Vorwürfe: Schläge, Tritte und Beleidigungen
Die Ermittler gehen davon aus, dass dabei eine feindliche Haltung gegenüber Homosexuellen eine Rolle spielte. Die vier Beschuldigten befinden sich zum Teil in Untersuchungshaft. Das Landgericht Augsburg muss nun entscheiden, ob die Anklage wegen gefährlicher Körperverletzung zugelassen wird.
Nach Angaben der Ermittler ging dem Vorfall eine verbale Auseinandersetzung voraus. Einer der Geschädigten habe eine Bemerkung gemacht, die ein Beschuldigter auf sich bezog. Daraufhin sei er queerfeindlich beleidigt worden.
Generalstaatsanwaltschaft übernimmt Verfahren
Als der Begleiter des Mannes schlichten wollte, sei auch er homophob beschimpft worden. Kurz darauf soll es zu massiven Schlägen und Tritten gegen Kopf und Oberkörper beider Männer gekommen sein. Beide Opfer erlitten schwere Verletzungen. Bis zu einer rechtskräftigen Verurteilung gilt für alle vier Beschuldigten die Unschuldsvermutung.
Die Generalstaatsanwaltschaft in München führt das Verfahren, da die Behörde in Bayern für extremistische und queerfeindliche Straftaten zuständig ist. Sie geht davon aus, dass die Tat zumindest teilweise durch homophobe Einstellungen motiviert war.

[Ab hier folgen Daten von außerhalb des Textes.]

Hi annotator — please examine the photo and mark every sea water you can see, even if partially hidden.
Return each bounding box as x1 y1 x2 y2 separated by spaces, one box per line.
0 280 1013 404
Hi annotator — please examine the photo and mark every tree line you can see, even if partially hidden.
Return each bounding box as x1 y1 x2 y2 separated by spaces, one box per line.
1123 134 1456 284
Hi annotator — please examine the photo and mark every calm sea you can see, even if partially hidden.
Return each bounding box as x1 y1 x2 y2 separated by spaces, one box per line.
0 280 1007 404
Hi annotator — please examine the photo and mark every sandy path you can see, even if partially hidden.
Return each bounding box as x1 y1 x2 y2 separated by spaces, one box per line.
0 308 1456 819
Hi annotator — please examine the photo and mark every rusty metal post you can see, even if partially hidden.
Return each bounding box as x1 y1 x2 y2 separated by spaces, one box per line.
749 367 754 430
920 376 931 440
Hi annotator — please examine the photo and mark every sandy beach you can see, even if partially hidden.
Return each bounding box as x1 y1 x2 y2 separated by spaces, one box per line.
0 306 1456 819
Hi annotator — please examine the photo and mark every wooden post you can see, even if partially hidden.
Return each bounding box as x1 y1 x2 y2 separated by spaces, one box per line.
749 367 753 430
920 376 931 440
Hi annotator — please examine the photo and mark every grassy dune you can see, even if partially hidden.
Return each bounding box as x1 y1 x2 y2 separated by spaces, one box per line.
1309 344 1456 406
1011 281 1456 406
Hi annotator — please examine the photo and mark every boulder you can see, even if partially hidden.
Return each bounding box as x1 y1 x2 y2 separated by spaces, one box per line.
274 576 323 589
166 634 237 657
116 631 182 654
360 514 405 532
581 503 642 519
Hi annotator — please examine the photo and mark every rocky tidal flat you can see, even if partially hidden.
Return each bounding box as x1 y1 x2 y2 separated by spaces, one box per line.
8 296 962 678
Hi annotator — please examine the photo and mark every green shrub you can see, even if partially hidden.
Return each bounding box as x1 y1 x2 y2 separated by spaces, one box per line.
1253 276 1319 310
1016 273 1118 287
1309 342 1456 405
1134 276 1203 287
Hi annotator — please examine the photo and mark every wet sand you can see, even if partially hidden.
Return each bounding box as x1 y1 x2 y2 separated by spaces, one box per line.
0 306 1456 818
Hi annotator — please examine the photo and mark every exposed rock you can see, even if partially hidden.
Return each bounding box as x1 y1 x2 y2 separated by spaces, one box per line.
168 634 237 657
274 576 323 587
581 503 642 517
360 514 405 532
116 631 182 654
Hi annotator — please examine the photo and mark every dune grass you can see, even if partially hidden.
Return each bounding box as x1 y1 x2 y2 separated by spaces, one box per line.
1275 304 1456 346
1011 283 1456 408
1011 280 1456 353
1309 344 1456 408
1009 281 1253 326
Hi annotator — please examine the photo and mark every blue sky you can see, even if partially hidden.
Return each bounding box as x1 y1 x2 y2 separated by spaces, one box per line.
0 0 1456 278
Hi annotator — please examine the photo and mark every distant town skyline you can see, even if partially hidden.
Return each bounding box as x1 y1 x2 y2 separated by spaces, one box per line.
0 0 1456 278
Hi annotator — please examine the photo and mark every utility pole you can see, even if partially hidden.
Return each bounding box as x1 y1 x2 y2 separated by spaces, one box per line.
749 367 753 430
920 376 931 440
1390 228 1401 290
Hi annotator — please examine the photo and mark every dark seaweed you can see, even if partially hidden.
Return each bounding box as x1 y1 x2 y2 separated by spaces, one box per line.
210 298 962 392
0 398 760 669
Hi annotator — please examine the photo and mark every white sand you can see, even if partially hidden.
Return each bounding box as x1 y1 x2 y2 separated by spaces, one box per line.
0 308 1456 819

Vorbestrafter unter den Beschuldigten
Besondere Aufmerksamkeit erhält der Fall, weil einer der Angeklagten bereits 2019 bundesweit bekannt wurde. Damals hatte der zu dieser Zeit 17-Jährige am Augsburger Königsplatz einen 49 Jahre alten Familienvater mit einem einzigen Faustschlag tödlich verletzt. Das Opfer war nach einem Weihnachtsmarktbesuch mit seiner Frau und Freunden unterwegs, als es zu einem Streit mit Jugendlichen kam.
Der junge Mann wurde später wegen Körperverletzung mit Todesfolge zu viereinhalb Jahren Jugendstrafe verurteilt. Nun steht er erneut wegen einer mutmaßlich brutalen Gewalttat in Augsburg vor Gericht.